De inventieve communicatiestrategieën van de onderhandelingspartners maakten het wederzijdse wantrouwen er ook niet kleiner op. Eerst kregen de liberalen het zwaar op de heupen omdat de socialisten de buitenwereld ervan wisten te overtuigen dat zij – en niemand anders – de agenda bepaalden. Toen vooral de VLD-tandem Patrick Dewael en Karel De Gucht die indruk probeerde te corrigeren, vond een geërgerde PS-voorzitter Elio Di Rupo snel een aanleiding in zijn privéleven om enkele dagen in Bergen te gaan zitten mokken. En dan hebben we het nog niet eens over de vele opgeblonken beloftes die Verhofstadt tijdens de dagelijkse persconferentie het land in stuurde om de economische realiteit te maskeren.
FINANCIEEL KADER
Veel belangrijker is echter dat het ruim een maand heeft geduurd voor er een zekere eensgezindheid werd bereikt over het financiële kader voor de komende vier jaar: in 2007 willen de onderhandelaars een begrotingsoverschot van 0,4 procent bereiken en de schuldenlast tot ongeveer 90 procent van het bnp terugdringen. Tot op de valreep bleef ook onduidelijk hoe een aantal geldverslindende afspraken (zoals de 800 miljoen euro lastenverlaging voor de bedrijven en een groei van 4,5 procent van de uitgaven in de gezondheidszorg) zouden worden gefinancierd.
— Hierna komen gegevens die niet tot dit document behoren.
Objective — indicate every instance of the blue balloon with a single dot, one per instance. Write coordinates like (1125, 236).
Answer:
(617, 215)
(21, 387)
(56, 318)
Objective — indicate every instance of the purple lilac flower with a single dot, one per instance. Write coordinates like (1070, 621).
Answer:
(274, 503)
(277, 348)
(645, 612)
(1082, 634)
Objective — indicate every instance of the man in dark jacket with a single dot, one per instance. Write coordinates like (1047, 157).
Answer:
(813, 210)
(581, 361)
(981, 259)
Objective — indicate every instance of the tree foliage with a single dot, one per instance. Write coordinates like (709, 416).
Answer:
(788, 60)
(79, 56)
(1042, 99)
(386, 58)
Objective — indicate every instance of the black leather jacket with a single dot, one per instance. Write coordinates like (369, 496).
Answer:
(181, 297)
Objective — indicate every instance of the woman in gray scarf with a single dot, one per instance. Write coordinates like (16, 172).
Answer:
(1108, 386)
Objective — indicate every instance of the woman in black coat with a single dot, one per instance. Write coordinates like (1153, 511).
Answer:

Toch maakte uittredend minister van Begroting Johan Vande Lanotte (SP.A) zich tijdens het laatste onderhandelingsweekend niet al te veel zorgen. ‘Als we de uitgaven strikt bewaken en de inkomsten optimaliseren, zijn er in 2003-2004 geen grote budgettaire schokken nodig’, zei hij. ‘Een economische groei van ongeveer 1 procent is echter een acuut probleem. Daarom voeren we in 2004 de best mogelijke politiek met een lastenverlaging van 800 miljoen euro en een beperkt begrotingstekort. De aanpak van kanselier Gerhard Schröder in Duitsland met een belastingverlaging van 10 procent en een begrotingstekort van meer dan 3 procent, dát is pas riskant.’
Tijdens de laatste onderhandelingsuren kwam ook de onvermijdelijke communautaire aap uit de mouw en tekende Verhofstadt voor een scenario in drie stappen. Maandagnacht trok hij de eindspurt in het formatieberaad aan met punctuele dossiers zoals de nachtvluchten en een regionalisering van de verkeersreglementering. Medio september moet er niet alleen klaarheid zijn over de bijdragen van de gewesten en gemeenschappen aan de vermindering van de schuldenlast (in totaal 370 miljoen euro in 2004 en 380 miljoen euro in 2005), maar ook over hun inspanningen voor het halen van de Kyoto-normen, de investeringen van de NMBS en een compensatie voor de steden en gemeenten voor de liberalisering van de elektriciteitsmarkt. Echte communautaire onderhandelingen komen er pas na de regionale verkiezingen van juni 2004.
Voorlopig gaan de paarse coalitiepartners dus met de handrem op aan de slag. Want veel zin hebben ze niet om daarvoor al onpopulaire maatregelen te nemen in het geval de zo verdedigde terugverdieneffecten en opbrengsten uit ‘de strijd tegen fiscale én sociale fraude’ dan toch zouden tegenvallen. Maar hoe rustig Verhofstadt II zich ook houdt, een hete herfst valt niet te vermijden. Het volstaat niet om een handvol ‘overtallige’ ambtenaren en militairen richting politie te duwen, als de nieuwe regering geen euro uittrekt voor de federale overheidsdiensten en de hele Copernicus-hervorming zonder verpinken op de helling zet. Terwijl overheidsbedrijven zoals de NMBS en De Post een verlies van duizenden jobs voorspiegelen, maken al die ‘ambtenaren op overschot’ zich achter vakbondsvlaggen op voor een harde confrontatie.